Stando a quanto detto da Apple a Billboard, poco più di due anni dopo il suo lancio Apple Music vanta oltre 30 milioni di abbonati a pagamento. Si tratta della metà di quelli della rivale Spotify, avviata però nel 2008 e che raggiunse i 30 milioni di abbonati nel marzo 2016.

Sette mesi dopo il suo lancio, il servizio di musica del colosso di Cupertino (California) aveva conquistato 10 milioni di utenti nel gennaio 2016. Lo scorso dicembre superò quota 20 milioni.

Jimmy Iovine, esperto del settore musicale a capo di Apple Music, ha detto in una intervista al magazine americano di avere "grandi piani e molta strada da fare.
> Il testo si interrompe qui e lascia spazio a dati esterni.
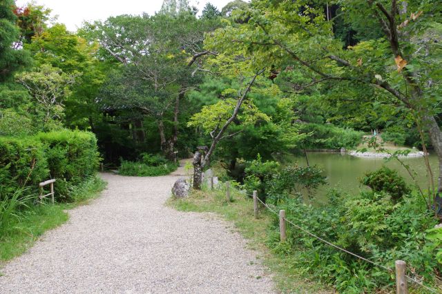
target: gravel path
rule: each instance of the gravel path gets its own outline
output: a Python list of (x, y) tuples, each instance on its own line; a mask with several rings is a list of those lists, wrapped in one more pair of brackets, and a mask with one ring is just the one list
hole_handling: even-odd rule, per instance
[(70, 210), (67, 224), (1, 269), (0, 293), (273, 293), (229, 224), (163, 205), (180, 170), (103, 174), (100, 198)]

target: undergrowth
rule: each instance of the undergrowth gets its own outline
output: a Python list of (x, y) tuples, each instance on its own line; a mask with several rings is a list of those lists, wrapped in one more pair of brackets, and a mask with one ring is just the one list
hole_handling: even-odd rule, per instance
[(300, 273), (296, 266), (296, 255), (288, 257), (285, 254), (269, 250), (267, 246), (269, 228), (272, 217), (265, 210), (260, 210), (255, 219), (253, 202), (248, 196), (232, 189), (231, 202), (227, 203), (225, 188), (220, 186), (215, 190), (203, 187), (202, 191), (193, 191), (186, 199), (171, 198), (169, 206), (181, 211), (215, 213), (227, 221), (232, 222), (238, 231), (248, 240), (248, 246), (258, 251), (258, 258), (271, 270), (277, 287), (282, 293), (332, 293), (307, 275)]
[(35, 204), (30, 201), (35, 195), (26, 194), (23, 189), (17, 190), (8, 199), (3, 198), (0, 207), (6, 209), (0, 210), (0, 265), (23, 253), (46, 231), (66, 222), (68, 219), (66, 210), (97, 197), (106, 185), (98, 176), (90, 177), (71, 188), (73, 202), (70, 204), (52, 204), (48, 199)]
[(151, 166), (143, 162), (122, 161), (118, 173), (122, 175), (155, 177), (166, 175), (178, 168), (178, 164), (168, 162), (159, 166)]

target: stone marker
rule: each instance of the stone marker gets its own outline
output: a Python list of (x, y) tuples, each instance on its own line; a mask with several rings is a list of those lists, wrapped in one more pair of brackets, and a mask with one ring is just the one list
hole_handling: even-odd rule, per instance
[(189, 196), (191, 185), (184, 178), (180, 178), (172, 187), (172, 194), (177, 198), (184, 198)]

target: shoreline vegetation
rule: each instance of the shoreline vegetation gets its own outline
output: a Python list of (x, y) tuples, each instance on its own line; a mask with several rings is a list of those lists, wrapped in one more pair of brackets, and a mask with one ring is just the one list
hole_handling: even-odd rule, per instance
[(202, 190), (192, 190), (187, 198), (171, 197), (166, 205), (179, 211), (215, 213), (232, 223), (247, 240), (247, 247), (259, 253), (257, 262), (261, 260), (267, 267), (280, 293), (334, 293), (325, 284), (311, 279), (311, 276), (296, 266), (297, 255), (289, 256), (269, 246), (273, 242), (268, 235), (269, 227), (274, 222), (273, 215), (261, 209), (258, 219), (255, 219), (253, 202), (249, 198), (236, 188), (231, 190), (231, 202), (227, 203), (225, 187), (220, 183), (213, 190), (205, 186)]
[(8, 261), (26, 253), (48, 231), (55, 228), (69, 219), (67, 210), (99, 196), (106, 183), (97, 175), (90, 177), (70, 190), (70, 203), (48, 203), (29, 206), (16, 213), (7, 226), (0, 228), (0, 275), (1, 267)]
[[(390, 153), (377, 153), (377, 152), (360, 152), (358, 150), (351, 150), (347, 152), (347, 154), (356, 157), (364, 158), (385, 158), (391, 157), (392, 155)], [(407, 155), (399, 155), (399, 158), (412, 158), (412, 157), (423, 157), (425, 153), (423, 151), (413, 151)]]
E' semplicemente impossibile fare tutto in due anni".

Iovine, che nel 2014 vendette ad Apple la sua Beats Electronics per 3 miliardi di dollari, sembra convinto di potere chiudere il divario con Spotify con un tasso di crescita simile.

Per l'azienda svedese che pensa all'Ipo, l'uomo a capo di Apple Music si aspetta costi di finanziamento in salita e una forte competizione da parte di Amazon e della stessa Apple. "I margini sono troppo ristretti. I costi sono straordinari. Andare in nuovi Paesi significa localizzare qualsiasi cosa. Costerà un sacco di soldi. [Spotify] hanno un problema che Amazon non ha".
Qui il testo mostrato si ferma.